Лев Иванов всячески развивал во мне эту способность, подчеркивая, что летчику-истребителю надеяться не на кого – он сам себе и штурман, и пилот. Почему он решил, что мне быть истребителем, – не знаю. Я в то время просто с увлечением летал. А он нас изучал, прикидывал, кто на что способен.

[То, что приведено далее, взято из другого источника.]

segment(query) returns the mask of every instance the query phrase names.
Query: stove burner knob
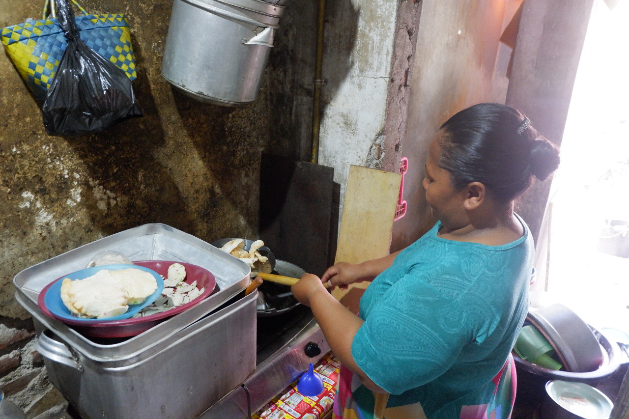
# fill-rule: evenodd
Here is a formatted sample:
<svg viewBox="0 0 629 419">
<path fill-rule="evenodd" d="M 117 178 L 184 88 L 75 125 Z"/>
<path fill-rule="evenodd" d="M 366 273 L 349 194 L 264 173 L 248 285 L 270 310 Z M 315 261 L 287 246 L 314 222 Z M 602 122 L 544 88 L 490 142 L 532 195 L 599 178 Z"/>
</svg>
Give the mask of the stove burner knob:
<svg viewBox="0 0 629 419">
<path fill-rule="evenodd" d="M 306 344 L 306 347 L 304 348 L 304 353 L 308 355 L 308 357 L 314 358 L 318 355 L 321 354 L 321 348 L 319 345 L 314 342 L 309 342 Z"/>
</svg>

Я и сейчас вижу Льва Иванова: он в «квадрате», откуда ведется наблюдение за курсантами, совершающими первые самостоятельные посадки. Вот он чуть приседает, – значит, самолет подходит к началу полосы. Затем Лев Иванов весь устремлен к посадочному «Т», к которому приближается машина. Его пальцы теребят ремешок упавшего на траву планшета. «Ниже, ниже, еще ниже», – шепчут его губы, а сам он все приседает и приседает, его правая рука как бы подтягивает ручку управления, и он неожиданно для себя садится на землю…
Говорят, что артистов быстро старят чрезмерные эмоциональные нагрузки. Не ошибусь, если скажу, что с летчиками-инструкторами происходит то же самое. И подчас ни в какое сравнение не идут физические перегрузки, которые они переносят в воздухе, с теми психологическими, что выпадают на их долю на земле.

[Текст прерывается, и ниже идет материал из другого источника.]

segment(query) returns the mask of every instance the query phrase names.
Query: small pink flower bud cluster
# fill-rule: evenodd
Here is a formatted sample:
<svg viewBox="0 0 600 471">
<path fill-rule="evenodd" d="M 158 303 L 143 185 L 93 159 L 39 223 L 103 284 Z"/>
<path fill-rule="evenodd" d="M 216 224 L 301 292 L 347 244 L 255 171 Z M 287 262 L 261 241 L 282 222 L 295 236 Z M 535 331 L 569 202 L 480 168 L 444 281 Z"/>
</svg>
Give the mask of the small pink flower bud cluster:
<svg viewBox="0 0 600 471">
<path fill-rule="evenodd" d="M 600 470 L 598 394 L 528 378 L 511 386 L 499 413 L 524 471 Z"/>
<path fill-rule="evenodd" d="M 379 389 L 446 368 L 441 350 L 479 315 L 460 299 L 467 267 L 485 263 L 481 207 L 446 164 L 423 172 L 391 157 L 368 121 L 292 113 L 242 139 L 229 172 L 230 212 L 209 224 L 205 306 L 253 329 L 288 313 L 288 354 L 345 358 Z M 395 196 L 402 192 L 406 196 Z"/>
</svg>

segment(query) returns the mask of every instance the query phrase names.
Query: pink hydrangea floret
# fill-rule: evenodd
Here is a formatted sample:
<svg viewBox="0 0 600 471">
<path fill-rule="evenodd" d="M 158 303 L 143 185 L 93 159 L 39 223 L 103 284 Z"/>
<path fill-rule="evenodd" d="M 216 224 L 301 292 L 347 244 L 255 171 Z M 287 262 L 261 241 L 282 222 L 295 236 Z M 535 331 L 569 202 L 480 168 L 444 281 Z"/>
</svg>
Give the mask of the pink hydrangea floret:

Сороковой взлет я совершил самостоятельно. Один над Астраханью, над Волгой! В душе – песня. Потом я проведу в воздухе тысячи часов, но больше никогда не испытаю такого радостного, возвышенного чувства.

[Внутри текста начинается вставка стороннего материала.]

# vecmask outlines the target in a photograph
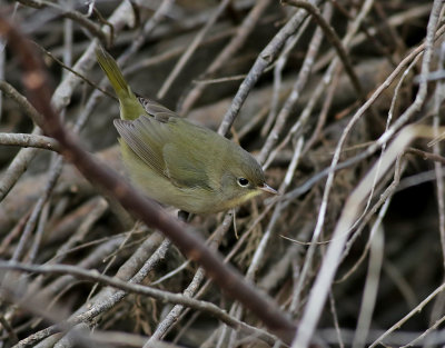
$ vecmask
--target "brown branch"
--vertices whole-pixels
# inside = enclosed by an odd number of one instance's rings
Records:
[[[41,1],[41,0],[40,1],[18,0],[18,1],[23,6],[29,6],[34,9],[50,8],[61,17],[69,18],[75,22],[77,22],[79,26],[87,29],[92,36],[97,37],[102,42],[102,44],[107,46],[108,43],[107,34],[102,31],[102,29],[78,11],[63,9],[57,3],[49,1]]]
[[[303,8],[313,16],[314,20],[322,28],[326,38],[330,41],[334,48],[337,50],[338,57],[345,67],[345,71],[348,74],[350,82],[353,83],[358,97],[362,99],[362,102],[366,102],[366,96],[363,92],[362,83],[357,78],[357,74],[354,71],[353,63],[349,59],[349,56],[346,49],[343,47],[340,39],[338,38],[335,30],[329,26],[329,23],[323,18],[322,12],[313,4],[307,1],[300,0],[281,0],[283,3],[287,3],[294,7]]]
[[[318,3],[319,1],[314,1]],[[241,86],[231,101],[230,108],[224,116],[222,122],[218,128],[218,133],[226,135],[234,123],[239,110],[241,109],[244,102],[250,90],[254,88],[255,83],[258,81],[265,69],[274,61],[286,40],[295,33],[298,27],[301,24],[304,19],[307,17],[305,11],[298,11],[293,18],[278,31],[278,33],[270,40],[266,48],[259,53],[257,60],[251,67],[246,79],[243,81]]]
[[[81,148],[61,125],[59,116],[50,105],[51,93],[48,89],[50,84],[41,61],[29,41],[2,17],[0,17],[0,34],[8,39],[20,58],[23,83],[29,99],[43,115],[43,130],[59,141],[63,157],[75,163],[93,185],[102,187],[116,197],[130,213],[148,226],[161,230],[187,257],[200,264],[208,276],[230,297],[239,300],[256,314],[284,341],[290,342],[296,326],[276,304],[247,284],[234,268],[224,265],[220,256],[210,251],[195,232],[187,231],[184,225],[169,217],[158,205],[141,196],[105,163],[99,163]]]
[[[248,326],[247,324],[244,324],[235,319],[234,317],[229,316],[225,310],[220,309],[218,306],[211,302],[197,300],[189,296],[185,296],[182,294],[172,294],[138,284],[129,284],[120,279],[100,275],[97,270],[88,270],[69,265],[29,265],[29,264],[9,262],[1,260],[0,260],[0,269],[21,270],[27,272],[36,272],[40,275],[63,275],[88,281],[99,282],[105,286],[110,286],[120,290],[125,290],[126,292],[149,296],[160,301],[182,305],[192,309],[207,312],[211,316],[215,316],[216,318],[218,318],[219,320],[231,327],[243,329],[246,334],[249,335],[260,334],[260,338],[265,339],[269,344],[270,342],[273,344],[276,340],[276,338],[274,339],[274,336],[265,335],[264,331],[260,331],[255,327]]]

Вот почему так дорог мне аэроклуб!
Вечером в комбинезоне, шлеме, очках отправился домой. Это разрешалось тем, кому утром взлетать первым. Шел по городу, плыл на пароходе и всюду замечал восторженные взгляды людей, особенно молодых парней – моих сверстников. Мне было немного не по себе от такого внимания – я смущался и краснел.
Пришел домой. Отец знал, что я посещаю аэроклуб, матери пока об этом не говорили. Она не сразу и поняла, почему я появился в таком виде.
– Мама, поздравь меня, я сегодня впервые, понимаешь, сам поднял самолет в воздух…
И тут до нее все дошло, она прижалась к моей груди, заплакала.
Мама, мама…
Много перенесла ты и выстрадала, мало радостей выпало на твою долю. Думала, что хоть сын будет рядом – утешение в жизни. А его потянуло в небо. И тут ничего не изменишь, раз небо, на которое раньше лишь богу молились, властно влечет к себе людей, покоряется им.
Небо действительно разлучило нас. Осенью 1940 года начальник аэроклуба майор Палло поздравил нас с успешным окончанием учебы, впереди – летное училище. С той поры я редко виделся с родителями. Сейчас в живых только мать – Елена Лазаревна. Ей девятый десяток, живет она в нашем родном селе. Отец умер после войны, прожив восемьдесят лет.
Я получил назначение в Батайскую авиационную школу. Здесь готовили летчиков-истребителей.
С декабря 1940 года началась моя действительная военная служба.
Батайск – тогда небольшой уютный городишко, неподалеку от Ростова-на-Дону. Это второй новый город в моей жизни. Потом их будет много. Но Астрахань и Батайск займут особое место в памяти – здесь я преодолевал первые ступеньки на тернистом пути в небо.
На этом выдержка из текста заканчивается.